The Twin Rivers Council for the Arts in Mankato announced this week its current executive director, Noelle Lawton, has stepped down and that an interim executive director will take her place.
Blue Earth native Janie Hanson, who has extensive experience working in both the arts and the energy and financial sectors, will fill the role on a temporary basis as the organization works to implement a strategic plan.
Twin Rivers Council for the Arts has a 14-year history of serving members and affiliates across the region. It is the organization responsible for the popular CityArt Walking Sculpture Tour, and contracted with artist Guido van Helten on the Ardent Mills silo project, which is scheduled to be completed this summer.
TRCA Board President Shannon Sinning said that, even though it may seem like a tough time to have a change in leadership, in actuality it is the best time. The job description and mission are both in periods of flux, and Sinning said Hanson’s vast and unique experience positions her perfectly to usher the organization into what it hopes to become.
Just what that is, however, remains a work in progress.
“Check back in a few weeks,” she said.
Sinning said the art world in general, and TRCA in particular, will be going through some changes.
“All of the art world will have to change,” he said. “The way you do business in the art world will have to change. I honestly think Janie is the perfect person to take us through that.”
Her title will carry the “interim” tag, and that’s likely how it will stay. Hanson said she’s not sure how long she’ll stay with TRCA, but for now says she’s not interested in taking the job permanently.
A native of Blue Earth and graduate of Blue Earth Area High School, Hanson has accumulated a wealth of work and education experience.
She attended the University of Kansas as an art major, but later transferred to Gustavus Adolphus College. She actually graduated with a degree in environmental science.
She worked in the energy sectors in Minneapolis and Des Moines before attending graduate school at Columbia University in New York. She returned to her arts roots when, through a series of business connections, she wound up owning a New York City art gallery.
Even while living in New York, though, she made her way back to Minnesota each fall.

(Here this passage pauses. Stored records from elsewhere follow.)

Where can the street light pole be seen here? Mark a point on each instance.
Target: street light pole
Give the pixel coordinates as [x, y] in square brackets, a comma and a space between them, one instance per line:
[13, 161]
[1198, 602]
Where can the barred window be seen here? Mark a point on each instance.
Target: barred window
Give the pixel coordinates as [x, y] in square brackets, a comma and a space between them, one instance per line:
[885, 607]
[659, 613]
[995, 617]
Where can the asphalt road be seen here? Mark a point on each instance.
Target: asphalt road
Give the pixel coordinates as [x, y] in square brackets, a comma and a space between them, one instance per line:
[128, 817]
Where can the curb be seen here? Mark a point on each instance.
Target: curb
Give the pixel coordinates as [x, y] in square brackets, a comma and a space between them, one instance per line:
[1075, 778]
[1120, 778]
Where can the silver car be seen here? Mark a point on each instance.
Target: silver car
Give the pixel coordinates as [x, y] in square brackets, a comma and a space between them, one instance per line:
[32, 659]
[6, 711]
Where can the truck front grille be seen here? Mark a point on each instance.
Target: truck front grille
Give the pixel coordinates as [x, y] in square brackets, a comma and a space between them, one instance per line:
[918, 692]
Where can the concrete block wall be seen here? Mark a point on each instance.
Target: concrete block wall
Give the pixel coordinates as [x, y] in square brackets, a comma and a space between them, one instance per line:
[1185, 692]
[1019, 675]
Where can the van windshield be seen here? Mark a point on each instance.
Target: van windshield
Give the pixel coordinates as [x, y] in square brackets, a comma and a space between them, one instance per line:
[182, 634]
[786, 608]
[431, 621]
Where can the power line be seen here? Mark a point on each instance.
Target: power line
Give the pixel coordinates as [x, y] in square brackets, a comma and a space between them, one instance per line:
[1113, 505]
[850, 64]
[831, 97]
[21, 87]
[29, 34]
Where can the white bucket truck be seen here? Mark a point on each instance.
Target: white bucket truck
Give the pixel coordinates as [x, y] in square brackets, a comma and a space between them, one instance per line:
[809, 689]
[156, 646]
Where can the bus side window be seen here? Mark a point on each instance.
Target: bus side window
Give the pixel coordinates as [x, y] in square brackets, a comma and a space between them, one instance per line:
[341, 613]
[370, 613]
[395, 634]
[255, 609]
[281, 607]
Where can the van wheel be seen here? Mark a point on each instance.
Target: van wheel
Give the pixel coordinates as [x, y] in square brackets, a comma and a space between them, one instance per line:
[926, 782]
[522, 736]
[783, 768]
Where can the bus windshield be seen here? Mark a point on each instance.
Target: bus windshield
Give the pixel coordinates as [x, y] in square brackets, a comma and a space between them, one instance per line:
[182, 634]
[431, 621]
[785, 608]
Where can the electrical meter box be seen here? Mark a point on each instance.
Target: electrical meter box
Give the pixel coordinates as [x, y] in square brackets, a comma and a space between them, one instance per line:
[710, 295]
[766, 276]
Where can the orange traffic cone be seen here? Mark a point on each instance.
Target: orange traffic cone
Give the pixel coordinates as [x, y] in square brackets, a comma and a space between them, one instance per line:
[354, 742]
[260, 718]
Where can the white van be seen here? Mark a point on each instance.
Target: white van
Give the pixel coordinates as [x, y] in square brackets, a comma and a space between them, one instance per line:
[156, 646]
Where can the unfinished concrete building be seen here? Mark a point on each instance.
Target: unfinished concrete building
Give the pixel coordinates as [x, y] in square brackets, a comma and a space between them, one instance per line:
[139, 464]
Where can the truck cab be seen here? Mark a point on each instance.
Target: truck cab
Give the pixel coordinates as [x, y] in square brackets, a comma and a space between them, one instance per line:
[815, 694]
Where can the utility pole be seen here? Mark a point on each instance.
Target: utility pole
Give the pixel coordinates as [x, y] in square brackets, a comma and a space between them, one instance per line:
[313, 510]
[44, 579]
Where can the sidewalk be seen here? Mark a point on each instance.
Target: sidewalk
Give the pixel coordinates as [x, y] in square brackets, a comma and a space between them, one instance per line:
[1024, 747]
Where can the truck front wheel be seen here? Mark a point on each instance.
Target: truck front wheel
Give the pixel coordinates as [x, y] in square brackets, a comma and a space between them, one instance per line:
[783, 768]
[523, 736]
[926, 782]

“My roots have always been in rural Minnesota,” she said. “It’s not fall unless I’m home for harvest.”
She’s been living and working in Minnesota lately. She said that, after her mother died unexpectedly in 2013, she returned to Minnesota to help with the family farm. And because commuting between New York and Frost wasn’t realistic (she says she lived so close to Iowa that she could, and often did, walk there to visit friends) Minnesota became home again. She’ll continue to live in Blue Earth while at TRCA.
Previous leadership, she said, set things up nicely for her.
“For a transition like this, we’re really in good shape,” she said. “Noelle has left us a really strong foundation to work from.”
In an email to Twin Rivers affiliates, Lawton thanked everyone and wished the organization well.
“After five years at the helm, this was not an easy decision, but I need to do what is best for myself and my family right now,” she wrote. “Starting May 26, I will begin a new position at ISG as a Marketing and Business Writer. My intention is to stay involved with Twin Rivers at a volunteer level and continue to be an advocate for the creative community in Greater Mankato. Twin Rivers has a strong Board of Directors in place and over the past few weeks has been working on a plan to ease the transition and focus on leadership that will take Twin Rivers into its next iteration.”